The wage level of a male-dominated industry decreases when more women work there

Your counterpart interjects, with a good-earning engineer in the house, the situation would look different? Correctly. But it probably would not help if suddenly all women in STEM professions changed, after all, there is also a shortage of skilled workers in old people's homes and day-care centers.

Quite apart from that, studies show that increasing the proportion of women in a once-male-dominated industry does not automatically lead to women suddenly making huge profits there. But that the average wage level of the industry often falls - because the women get less there compared to their male colleagues.

In addition: In many "men's industries" is the rise in the really well-paid positions for women particularly difficult. The engineer also suffers under the gender pay gap - admittedly at a higher level than the social pedagogue.

Crazy! Women who demand more money contradict the notion of femininity

Then the women should negotiate harder, calls your interlocutor. Also correct. The only question is: would that help? The behavioral economist Iris Bohnet has made convincing arguments on the basis of numerous studies, why it is much harder for women than men to score in salary talks. The very fact that they demand anything contradicts the general idea of ​​femininity.Crazy? Right.

But instead of getting excited about it, Bohnet recommends playing open cards with the next salary poker: Point out to the negotiating partner the problem of stereotyped clichés and then get into the ring in a friendly but determined manner. From a behavioral economic point of view, trying to adapt as a woman in the job to the rules of men, namely anyway a run in the hamster wheel. Bohnet's conviction is really only progressing with equal rights when the rules change. For example, instead of handing over items and money, companies would have to disclose why who earned what and how much and on which post. Only then will discrimination become visible. And could be fought.

The gender pay gap must not remain a taboo subject!

Whether you convince with these arguments your coffee invitation? Honestly, I do not know. But you two have done at least something that still hardly anyone dares: You have talked. About women and men and money - according to the sociologist Jutta Allmendinger a great taboo subject of our time. If we want to fill the gender pay gap, we have nothing left: we have to break this taboo. Because so much depends on it. Therefore: Discuss! Question! Hassles! In the job and at home. With the partner, the colleagues, the supervisor. And right away start with: When was YOUR last gender pay gap moment?

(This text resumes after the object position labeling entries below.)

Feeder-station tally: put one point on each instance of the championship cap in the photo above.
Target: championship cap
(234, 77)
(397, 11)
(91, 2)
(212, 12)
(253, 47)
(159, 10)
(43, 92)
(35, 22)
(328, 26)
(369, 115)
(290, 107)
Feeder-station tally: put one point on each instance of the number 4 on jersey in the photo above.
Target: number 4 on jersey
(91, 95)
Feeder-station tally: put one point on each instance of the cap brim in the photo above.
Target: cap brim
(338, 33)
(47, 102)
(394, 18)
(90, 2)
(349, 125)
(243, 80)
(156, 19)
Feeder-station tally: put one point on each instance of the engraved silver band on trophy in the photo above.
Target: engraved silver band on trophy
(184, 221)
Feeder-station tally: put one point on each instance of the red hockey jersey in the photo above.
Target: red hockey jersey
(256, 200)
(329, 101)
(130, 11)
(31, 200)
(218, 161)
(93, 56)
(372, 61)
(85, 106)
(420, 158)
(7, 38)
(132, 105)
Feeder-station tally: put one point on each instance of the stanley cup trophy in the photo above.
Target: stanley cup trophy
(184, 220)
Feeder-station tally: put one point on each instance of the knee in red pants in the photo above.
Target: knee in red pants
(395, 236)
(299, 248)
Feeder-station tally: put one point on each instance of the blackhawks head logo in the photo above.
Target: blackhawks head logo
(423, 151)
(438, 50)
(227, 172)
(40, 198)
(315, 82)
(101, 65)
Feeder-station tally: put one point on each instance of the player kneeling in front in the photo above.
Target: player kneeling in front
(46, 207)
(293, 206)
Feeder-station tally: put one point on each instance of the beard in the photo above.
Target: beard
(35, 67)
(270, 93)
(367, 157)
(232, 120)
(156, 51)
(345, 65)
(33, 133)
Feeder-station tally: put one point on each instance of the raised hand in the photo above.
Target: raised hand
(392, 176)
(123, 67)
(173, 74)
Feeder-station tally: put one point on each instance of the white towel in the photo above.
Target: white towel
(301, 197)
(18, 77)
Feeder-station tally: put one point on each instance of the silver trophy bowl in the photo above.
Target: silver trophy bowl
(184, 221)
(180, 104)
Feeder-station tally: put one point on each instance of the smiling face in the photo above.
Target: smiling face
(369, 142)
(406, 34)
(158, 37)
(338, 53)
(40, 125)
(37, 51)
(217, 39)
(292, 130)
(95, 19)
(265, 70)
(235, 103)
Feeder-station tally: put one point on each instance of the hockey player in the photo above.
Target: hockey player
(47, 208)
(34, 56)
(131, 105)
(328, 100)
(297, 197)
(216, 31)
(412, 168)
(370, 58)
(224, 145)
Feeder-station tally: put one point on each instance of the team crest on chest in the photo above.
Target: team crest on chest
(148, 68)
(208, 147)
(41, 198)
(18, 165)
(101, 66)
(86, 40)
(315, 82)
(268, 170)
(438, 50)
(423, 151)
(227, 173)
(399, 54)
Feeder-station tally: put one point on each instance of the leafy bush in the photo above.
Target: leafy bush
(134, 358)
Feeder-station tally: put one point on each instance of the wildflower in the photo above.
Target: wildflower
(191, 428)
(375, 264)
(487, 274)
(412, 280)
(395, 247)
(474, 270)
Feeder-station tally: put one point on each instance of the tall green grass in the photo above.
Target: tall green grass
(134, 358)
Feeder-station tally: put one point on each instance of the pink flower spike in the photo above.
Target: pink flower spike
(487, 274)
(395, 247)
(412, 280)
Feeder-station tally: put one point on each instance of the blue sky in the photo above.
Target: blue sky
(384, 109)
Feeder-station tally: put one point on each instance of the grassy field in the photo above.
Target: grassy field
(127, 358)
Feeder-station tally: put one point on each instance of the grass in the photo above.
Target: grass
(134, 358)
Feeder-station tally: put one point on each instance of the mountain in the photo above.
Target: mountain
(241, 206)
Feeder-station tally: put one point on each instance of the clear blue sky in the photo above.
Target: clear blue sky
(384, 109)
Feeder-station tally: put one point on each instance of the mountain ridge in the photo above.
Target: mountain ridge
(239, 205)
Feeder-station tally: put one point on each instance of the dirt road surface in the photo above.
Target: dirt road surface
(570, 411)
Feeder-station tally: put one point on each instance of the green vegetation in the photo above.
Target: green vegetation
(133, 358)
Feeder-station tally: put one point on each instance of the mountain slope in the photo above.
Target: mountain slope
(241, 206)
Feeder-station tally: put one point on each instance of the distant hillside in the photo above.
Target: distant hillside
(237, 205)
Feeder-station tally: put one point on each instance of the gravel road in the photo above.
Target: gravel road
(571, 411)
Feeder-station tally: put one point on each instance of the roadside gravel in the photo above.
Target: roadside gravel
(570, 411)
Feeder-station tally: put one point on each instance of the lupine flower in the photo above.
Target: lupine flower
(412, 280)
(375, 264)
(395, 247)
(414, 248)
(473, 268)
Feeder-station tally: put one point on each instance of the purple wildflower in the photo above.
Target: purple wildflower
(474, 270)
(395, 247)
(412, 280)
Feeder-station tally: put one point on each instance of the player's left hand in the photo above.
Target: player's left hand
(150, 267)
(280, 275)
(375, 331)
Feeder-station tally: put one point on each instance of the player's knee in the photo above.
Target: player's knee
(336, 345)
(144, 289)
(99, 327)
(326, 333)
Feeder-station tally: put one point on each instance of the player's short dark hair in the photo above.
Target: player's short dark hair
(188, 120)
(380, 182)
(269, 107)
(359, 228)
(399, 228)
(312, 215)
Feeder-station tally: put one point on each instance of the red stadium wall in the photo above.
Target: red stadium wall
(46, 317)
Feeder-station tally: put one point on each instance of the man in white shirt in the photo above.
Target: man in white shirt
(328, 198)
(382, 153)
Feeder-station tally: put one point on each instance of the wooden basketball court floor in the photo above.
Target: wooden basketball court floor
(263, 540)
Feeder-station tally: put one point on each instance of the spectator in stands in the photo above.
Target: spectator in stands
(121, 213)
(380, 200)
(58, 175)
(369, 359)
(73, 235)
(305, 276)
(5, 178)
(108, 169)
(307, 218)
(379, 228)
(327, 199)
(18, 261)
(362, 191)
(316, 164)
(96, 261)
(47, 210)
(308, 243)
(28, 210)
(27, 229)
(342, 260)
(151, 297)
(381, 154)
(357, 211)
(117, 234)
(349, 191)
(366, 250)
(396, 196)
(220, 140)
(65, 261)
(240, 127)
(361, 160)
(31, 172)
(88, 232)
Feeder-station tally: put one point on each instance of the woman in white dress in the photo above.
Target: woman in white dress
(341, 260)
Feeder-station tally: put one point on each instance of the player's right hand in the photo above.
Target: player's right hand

Exchange in the ChroniquesDuVasteMonde community: And how are you?

We see exchange and transparency as an important step towards change. What are your experiences with the Gender Pay Gap? Do you get what you deserve? Also compared to the male colleagues? Or is the salary the same, but with allowances or bonuses the men are considered more? What experiences do you have with your superiors, salary discussions and everyday misogyny at work? Have a chat in the ChroniquesDuVasteMonde community - we look forward to exciting discussions!

You Can't Manage What You Can't Measure #GillianTett #GZW138 #CL0 (May 2024).